Not a brew day stuff up but....

I went to pour a cream ale tonight from a pretty much full keg, pours foam. so I'm thinking wtf is going on did I plug the beer disconnect in to an empty keg by mistake? Open the keezer, smell beer, look down and there's a swimming pool of at least 16 litres of cream ale in the bottom of the keezer. Pretty devastated. 

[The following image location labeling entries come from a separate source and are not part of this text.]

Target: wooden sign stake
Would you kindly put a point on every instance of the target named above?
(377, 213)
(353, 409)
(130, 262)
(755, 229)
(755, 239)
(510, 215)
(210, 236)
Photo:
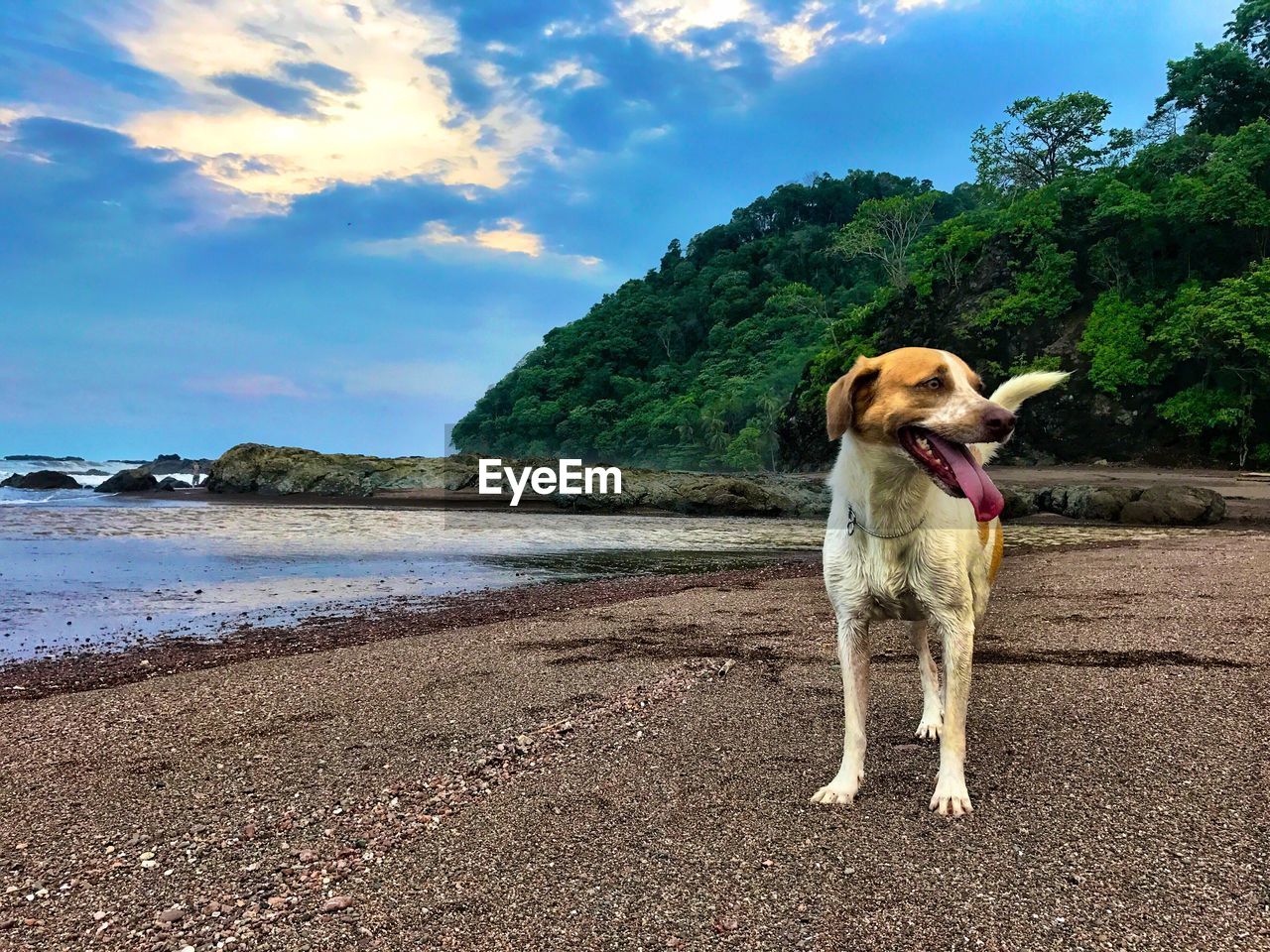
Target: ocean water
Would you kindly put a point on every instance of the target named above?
(87, 571)
(91, 571)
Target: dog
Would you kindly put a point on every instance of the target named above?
(915, 534)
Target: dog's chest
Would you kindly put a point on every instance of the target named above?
(885, 581)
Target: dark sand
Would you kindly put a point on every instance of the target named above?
(589, 775)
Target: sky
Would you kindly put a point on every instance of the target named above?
(334, 225)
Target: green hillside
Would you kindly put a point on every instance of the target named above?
(1137, 259)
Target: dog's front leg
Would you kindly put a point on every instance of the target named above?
(933, 705)
(853, 660)
(952, 797)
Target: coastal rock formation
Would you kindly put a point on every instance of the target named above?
(1086, 502)
(276, 471)
(128, 481)
(41, 479)
(168, 463)
(280, 471)
(1159, 506)
(1176, 506)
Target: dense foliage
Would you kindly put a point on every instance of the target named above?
(1139, 266)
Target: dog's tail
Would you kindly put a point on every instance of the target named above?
(1012, 394)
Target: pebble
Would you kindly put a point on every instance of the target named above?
(336, 902)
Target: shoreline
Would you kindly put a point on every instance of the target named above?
(1247, 494)
(634, 769)
(400, 617)
(388, 619)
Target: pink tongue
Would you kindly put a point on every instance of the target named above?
(983, 495)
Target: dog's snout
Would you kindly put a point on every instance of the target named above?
(998, 421)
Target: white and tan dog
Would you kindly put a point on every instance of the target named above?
(915, 534)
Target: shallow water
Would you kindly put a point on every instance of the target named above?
(80, 572)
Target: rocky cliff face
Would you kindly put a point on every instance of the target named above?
(41, 479)
(277, 471)
(280, 471)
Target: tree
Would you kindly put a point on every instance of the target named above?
(1220, 86)
(1044, 139)
(1227, 85)
(1251, 30)
(885, 231)
(1227, 327)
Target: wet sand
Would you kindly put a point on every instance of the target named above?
(593, 774)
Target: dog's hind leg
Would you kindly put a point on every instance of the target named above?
(933, 706)
(952, 797)
(853, 658)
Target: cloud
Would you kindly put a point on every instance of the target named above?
(277, 96)
(567, 73)
(303, 95)
(248, 386)
(711, 30)
(506, 236)
(417, 380)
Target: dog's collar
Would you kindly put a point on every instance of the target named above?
(853, 524)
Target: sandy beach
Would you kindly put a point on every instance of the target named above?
(631, 769)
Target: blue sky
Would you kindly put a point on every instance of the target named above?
(333, 225)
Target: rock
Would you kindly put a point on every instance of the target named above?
(168, 463)
(1019, 503)
(254, 467)
(128, 481)
(280, 471)
(1176, 506)
(1087, 502)
(41, 479)
(336, 904)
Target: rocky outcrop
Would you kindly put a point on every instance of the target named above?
(280, 471)
(1166, 504)
(1102, 503)
(277, 471)
(128, 481)
(1175, 506)
(168, 463)
(41, 479)
(253, 467)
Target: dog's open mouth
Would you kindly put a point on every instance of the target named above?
(953, 468)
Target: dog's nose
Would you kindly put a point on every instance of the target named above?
(998, 421)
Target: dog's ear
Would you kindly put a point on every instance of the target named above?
(841, 403)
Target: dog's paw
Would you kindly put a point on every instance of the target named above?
(952, 797)
(837, 792)
(929, 729)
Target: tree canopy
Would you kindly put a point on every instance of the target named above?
(1138, 262)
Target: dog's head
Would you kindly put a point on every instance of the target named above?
(926, 405)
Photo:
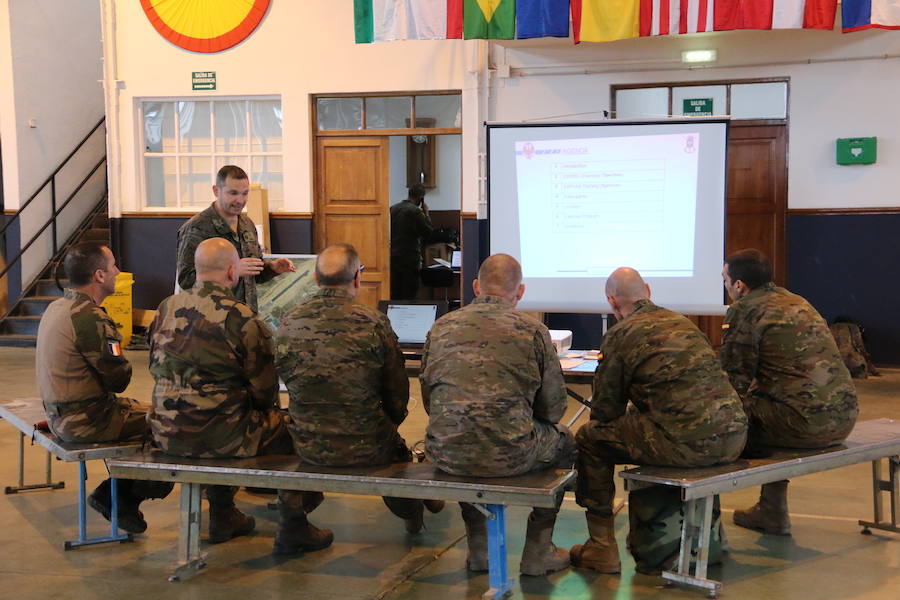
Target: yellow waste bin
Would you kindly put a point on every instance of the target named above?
(118, 306)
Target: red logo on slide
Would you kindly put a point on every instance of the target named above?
(528, 150)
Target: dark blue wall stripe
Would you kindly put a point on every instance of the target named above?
(848, 265)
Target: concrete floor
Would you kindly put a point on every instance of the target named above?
(373, 557)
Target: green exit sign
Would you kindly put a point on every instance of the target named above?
(203, 80)
(697, 107)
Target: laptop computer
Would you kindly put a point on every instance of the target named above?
(411, 320)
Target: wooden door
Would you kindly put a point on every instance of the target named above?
(757, 200)
(352, 205)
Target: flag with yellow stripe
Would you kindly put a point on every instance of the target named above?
(489, 19)
(605, 20)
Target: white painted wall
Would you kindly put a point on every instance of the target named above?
(51, 75)
(300, 48)
(50, 68)
(446, 193)
(307, 47)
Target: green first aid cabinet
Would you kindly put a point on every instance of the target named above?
(856, 151)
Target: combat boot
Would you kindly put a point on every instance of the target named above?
(225, 520)
(540, 556)
(770, 514)
(600, 552)
(476, 538)
(296, 534)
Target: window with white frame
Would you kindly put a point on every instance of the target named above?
(185, 142)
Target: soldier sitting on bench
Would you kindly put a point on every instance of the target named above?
(80, 369)
(660, 398)
(494, 392)
(784, 363)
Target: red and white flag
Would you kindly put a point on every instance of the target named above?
(670, 17)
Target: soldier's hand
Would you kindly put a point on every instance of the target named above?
(282, 265)
(250, 266)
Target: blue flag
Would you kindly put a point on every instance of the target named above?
(542, 18)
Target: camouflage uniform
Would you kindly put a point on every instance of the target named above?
(409, 227)
(208, 224)
(853, 352)
(216, 392)
(494, 392)
(785, 365)
(659, 398)
(343, 367)
(80, 369)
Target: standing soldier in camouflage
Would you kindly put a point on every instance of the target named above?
(80, 369)
(410, 226)
(349, 390)
(494, 392)
(224, 219)
(216, 392)
(660, 398)
(784, 363)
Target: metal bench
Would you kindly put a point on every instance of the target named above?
(870, 441)
(406, 480)
(24, 414)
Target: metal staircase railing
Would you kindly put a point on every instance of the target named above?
(55, 211)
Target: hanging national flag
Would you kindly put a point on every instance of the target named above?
(489, 19)
(868, 14)
(775, 14)
(668, 17)
(605, 20)
(388, 20)
(542, 18)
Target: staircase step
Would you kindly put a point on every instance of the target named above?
(18, 340)
(95, 235)
(25, 325)
(34, 305)
(100, 221)
(47, 287)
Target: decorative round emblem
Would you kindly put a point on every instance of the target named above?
(205, 25)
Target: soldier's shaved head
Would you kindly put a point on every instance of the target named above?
(500, 275)
(626, 285)
(213, 257)
(337, 265)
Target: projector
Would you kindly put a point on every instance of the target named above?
(562, 339)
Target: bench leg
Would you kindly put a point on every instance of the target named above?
(891, 485)
(114, 535)
(501, 584)
(190, 561)
(695, 530)
(35, 486)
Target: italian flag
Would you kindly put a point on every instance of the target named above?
(489, 19)
(388, 20)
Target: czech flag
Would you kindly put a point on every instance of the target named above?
(868, 14)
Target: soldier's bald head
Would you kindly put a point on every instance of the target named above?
(500, 275)
(626, 285)
(337, 265)
(213, 257)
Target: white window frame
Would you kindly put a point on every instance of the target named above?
(142, 154)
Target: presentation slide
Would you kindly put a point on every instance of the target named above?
(575, 202)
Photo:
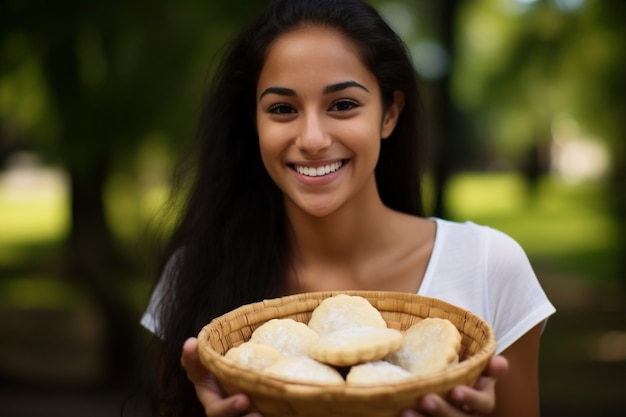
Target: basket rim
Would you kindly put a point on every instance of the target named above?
(217, 363)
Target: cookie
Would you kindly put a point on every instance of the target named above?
(355, 345)
(304, 369)
(377, 373)
(343, 312)
(254, 355)
(428, 346)
(289, 337)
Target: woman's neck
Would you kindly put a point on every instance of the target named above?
(360, 246)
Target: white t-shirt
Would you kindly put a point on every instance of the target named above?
(488, 273)
(477, 268)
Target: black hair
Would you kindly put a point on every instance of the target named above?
(232, 244)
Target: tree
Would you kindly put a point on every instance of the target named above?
(111, 73)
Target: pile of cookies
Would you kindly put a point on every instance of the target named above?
(348, 341)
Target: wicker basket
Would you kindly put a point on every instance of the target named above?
(277, 397)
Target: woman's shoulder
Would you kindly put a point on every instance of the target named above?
(471, 237)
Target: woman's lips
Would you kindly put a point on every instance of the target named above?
(318, 170)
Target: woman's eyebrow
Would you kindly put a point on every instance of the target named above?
(281, 91)
(329, 89)
(333, 88)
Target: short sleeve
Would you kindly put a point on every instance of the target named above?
(518, 301)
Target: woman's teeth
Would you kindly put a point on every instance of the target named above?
(318, 171)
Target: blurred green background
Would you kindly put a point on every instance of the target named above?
(525, 106)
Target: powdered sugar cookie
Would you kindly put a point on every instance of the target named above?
(289, 337)
(343, 312)
(254, 355)
(428, 346)
(355, 345)
(377, 372)
(304, 369)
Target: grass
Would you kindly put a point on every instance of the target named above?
(565, 229)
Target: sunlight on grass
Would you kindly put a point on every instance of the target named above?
(566, 229)
(39, 292)
(34, 207)
(562, 225)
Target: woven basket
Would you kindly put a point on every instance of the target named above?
(277, 397)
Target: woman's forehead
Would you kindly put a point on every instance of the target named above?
(312, 55)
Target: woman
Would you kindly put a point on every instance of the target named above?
(308, 179)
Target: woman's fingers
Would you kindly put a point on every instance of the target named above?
(208, 390)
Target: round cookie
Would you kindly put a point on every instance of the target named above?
(377, 372)
(343, 312)
(355, 345)
(289, 337)
(254, 355)
(428, 346)
(304, 369)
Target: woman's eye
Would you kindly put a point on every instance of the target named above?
(344, 105)
(281, 109)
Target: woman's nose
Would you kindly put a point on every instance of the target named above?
(313, 136)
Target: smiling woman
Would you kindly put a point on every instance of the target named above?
(320, 120)
(308, 179)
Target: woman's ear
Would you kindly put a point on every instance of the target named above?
(392, 114)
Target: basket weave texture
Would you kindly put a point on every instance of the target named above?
(277, 397)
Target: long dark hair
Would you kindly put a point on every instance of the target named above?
(232, 244)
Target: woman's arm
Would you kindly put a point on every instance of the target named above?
(517, 392)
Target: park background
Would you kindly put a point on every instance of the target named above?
(525, 105)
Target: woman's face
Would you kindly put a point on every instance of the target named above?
(320, 121)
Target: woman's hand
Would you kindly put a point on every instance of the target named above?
(465, 401)
(208, 389)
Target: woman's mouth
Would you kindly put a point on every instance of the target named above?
(317, 171)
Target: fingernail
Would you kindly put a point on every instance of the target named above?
(458, 394)
(239, 404)
(429, 403)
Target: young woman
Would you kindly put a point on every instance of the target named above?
(308, 178)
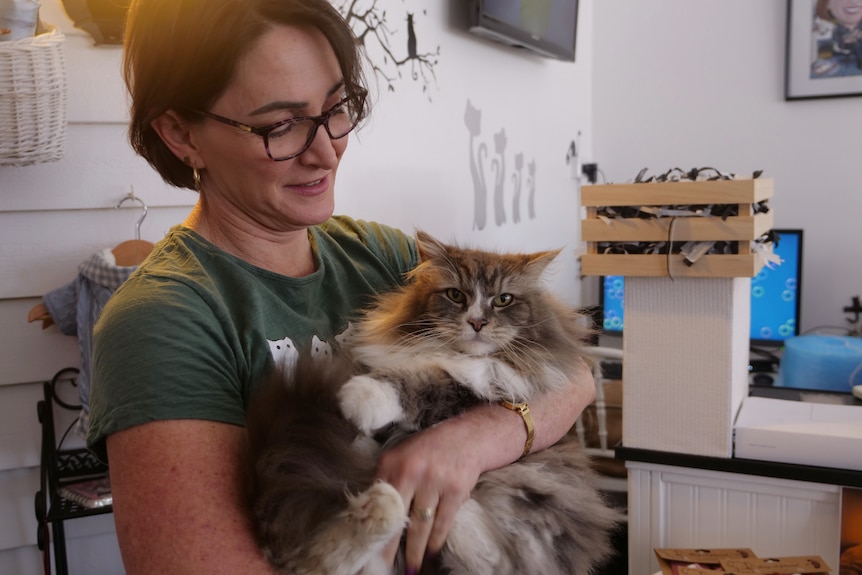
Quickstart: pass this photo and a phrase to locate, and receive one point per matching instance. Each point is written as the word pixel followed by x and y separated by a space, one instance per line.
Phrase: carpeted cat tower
pixel 688 246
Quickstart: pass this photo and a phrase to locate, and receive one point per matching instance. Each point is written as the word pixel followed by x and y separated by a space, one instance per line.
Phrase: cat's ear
pixel 429 247
pixel 538 261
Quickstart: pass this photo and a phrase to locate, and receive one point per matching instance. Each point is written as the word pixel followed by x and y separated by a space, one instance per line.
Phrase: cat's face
pixel 476 302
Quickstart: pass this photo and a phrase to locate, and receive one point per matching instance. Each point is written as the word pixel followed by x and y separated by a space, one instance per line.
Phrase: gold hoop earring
pixel 196 176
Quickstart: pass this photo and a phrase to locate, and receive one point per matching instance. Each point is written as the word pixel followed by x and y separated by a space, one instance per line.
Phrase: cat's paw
pixel 378 513
pixel 369 403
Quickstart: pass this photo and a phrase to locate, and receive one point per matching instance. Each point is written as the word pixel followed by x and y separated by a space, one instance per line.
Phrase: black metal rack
pixel 61 467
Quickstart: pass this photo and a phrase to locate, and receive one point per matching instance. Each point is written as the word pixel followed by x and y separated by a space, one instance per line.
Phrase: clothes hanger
pixel 128 253
pixel 133 252
pixel 40 313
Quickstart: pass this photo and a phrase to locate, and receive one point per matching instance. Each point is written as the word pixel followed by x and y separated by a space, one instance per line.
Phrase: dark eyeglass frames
pixel 289 138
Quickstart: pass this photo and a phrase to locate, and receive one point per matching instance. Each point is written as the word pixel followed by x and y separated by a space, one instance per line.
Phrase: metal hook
pixel 131 196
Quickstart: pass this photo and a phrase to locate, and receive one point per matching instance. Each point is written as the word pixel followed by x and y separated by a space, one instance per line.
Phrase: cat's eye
pixel 456 295
pixel 503 300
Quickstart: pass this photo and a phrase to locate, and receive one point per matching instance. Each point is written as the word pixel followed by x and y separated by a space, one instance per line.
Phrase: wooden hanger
pixel 127 253
pixel 133 252
pixel 40 313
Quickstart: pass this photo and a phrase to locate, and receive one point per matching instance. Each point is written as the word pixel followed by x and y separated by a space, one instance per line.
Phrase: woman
pixel 259 268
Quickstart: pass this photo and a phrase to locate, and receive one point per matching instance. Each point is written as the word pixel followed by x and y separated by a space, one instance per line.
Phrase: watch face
pixel 103 20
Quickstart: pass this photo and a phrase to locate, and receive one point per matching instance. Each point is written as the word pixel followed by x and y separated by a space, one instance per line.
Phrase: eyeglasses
pixel 289 138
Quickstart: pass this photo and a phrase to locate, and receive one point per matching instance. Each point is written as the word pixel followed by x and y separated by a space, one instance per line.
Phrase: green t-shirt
pixel 192 332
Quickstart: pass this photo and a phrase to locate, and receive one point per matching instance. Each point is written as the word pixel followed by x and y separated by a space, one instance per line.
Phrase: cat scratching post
pixel 685 362
pixel 686 333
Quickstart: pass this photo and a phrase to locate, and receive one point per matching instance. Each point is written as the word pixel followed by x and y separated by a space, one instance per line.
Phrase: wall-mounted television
pixel 775 296
pixel 545 27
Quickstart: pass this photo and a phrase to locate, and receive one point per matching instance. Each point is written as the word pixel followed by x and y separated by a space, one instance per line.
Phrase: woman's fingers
pixel 423 517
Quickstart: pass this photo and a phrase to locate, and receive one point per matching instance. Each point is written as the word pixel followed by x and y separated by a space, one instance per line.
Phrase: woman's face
pixel 290 72
pixel 847 12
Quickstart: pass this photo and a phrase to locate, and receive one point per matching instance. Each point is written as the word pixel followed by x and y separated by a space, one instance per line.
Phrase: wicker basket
pixel 32 99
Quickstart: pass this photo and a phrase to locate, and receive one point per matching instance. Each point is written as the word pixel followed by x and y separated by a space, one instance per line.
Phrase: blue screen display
pixel 774 295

Oh, then I brought the wet dry vac up from the garage to clean it up and the fucker blew beer all over the dining room.


----------



## Rocker1986 (7/4/16)

Just had a cube on Sunday night get infected with what I'm guessing was acetobacter from the smell of it. It was due to be pitched on Monday. Had been sitting there for weeks so I'm guessing this shit got into it pretty recently, and wasn't there at the time of cubing it. It blew the tap out of the cube and obviously the wort ended up all over the laundry floor. Bit of a pain in the arse and has thrown out the brewing schedule a little bit, but I'll carry on...

I rinsed and cleaned the cube and would have done more to it, but I can't get the bung even to fit into it properly now, at least not securely enough for use with hot wort so I'll retire it from brewing after one batch :lol: and use it elsewhere, maybe in the garden or something. I have four others, so it's not like I'm short of replacements.


----------



## Danscraftbeer (7/4/16)

Bugger. If you guys were closer I'd grab some of that waste brews for my new batch of vinegar.
Don't underestimate vinegar in a culinary sense. I'm working on a home brew acidulator.


----------



## Rocker1986 (7/4/16)

You'd have been lucky to get any after it spilled all over the concrete floor :lol:

Most of it had dried up by the time I found it too.


----------



## klangers (8/4/16)

The brew that broke me, aka my second all grain brew (imperial lager):

- DIY mill (pasta maker) broke halfway through milling 10kg of grain. Remainder 5kg was painstakingly crushed by hand with a rolling pin. Never again.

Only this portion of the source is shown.